Thanks everyone! Here is her whole message.

 

"Happy thanksgiving day!! How are you? We havent talk for so long. Hows your work? Update me :)"

 

In my mind why the hell do I need to update you with my job and whatever what I am doing

  • Like 1
Posted
Thanks everyone! Here is her whole message.

 

"Happy thanksgiving day!! How are you? We havent talk for so long. Hows your work?

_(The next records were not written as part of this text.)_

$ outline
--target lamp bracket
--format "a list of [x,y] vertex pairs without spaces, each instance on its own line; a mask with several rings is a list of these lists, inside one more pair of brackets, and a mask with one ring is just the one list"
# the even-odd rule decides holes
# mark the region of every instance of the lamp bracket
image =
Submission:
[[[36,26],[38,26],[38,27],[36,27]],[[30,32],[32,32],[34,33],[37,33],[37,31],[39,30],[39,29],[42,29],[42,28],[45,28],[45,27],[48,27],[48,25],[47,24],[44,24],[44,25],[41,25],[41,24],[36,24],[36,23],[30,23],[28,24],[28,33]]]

Update me :)"

 

In my mind why the hell do I need to update you with my job and whatever what I am doing

 

It's difficult not to respond to those types of texts because they seem so harmless on the surface. I temember getting those types of messages and responding only to get hurt. I felt that I was being mean by ignoring, but the truth is that you need NC to grieve and clear your mind. She needs to release you in all aspects at this point. That is what a breakup is. It's very detrimental to engage in that type is pseudo relationship.

  • Like 3
  • Author
Posted (edited)

I know its very hard when they start texting this things. Few days ago I wanted to contact her..

 

But once you realize that its just pointless to respond to a kind of message like that it just doesn't make sense to respond..

 

We are not friends, She told me she wanted to be by her own.. You have your issues then why do you want me to update you? She loss that privileged already..

 

I walked away with my dignity when she wanted to be alone. She didn't hear anything from me..

 

 

 

 

 

It's difficult not to respond to those types of texts because they seem so harmless on the surface. I temember getting those types of messages and responding only to get hurt. I felt that I was being mean by ignoring, but the truth is that you need NC to grieve and clear your mind. She needs to release you in all aspects at this point. That is what a breakup is. It's very detrimental to engage in that type is pseudo relationship.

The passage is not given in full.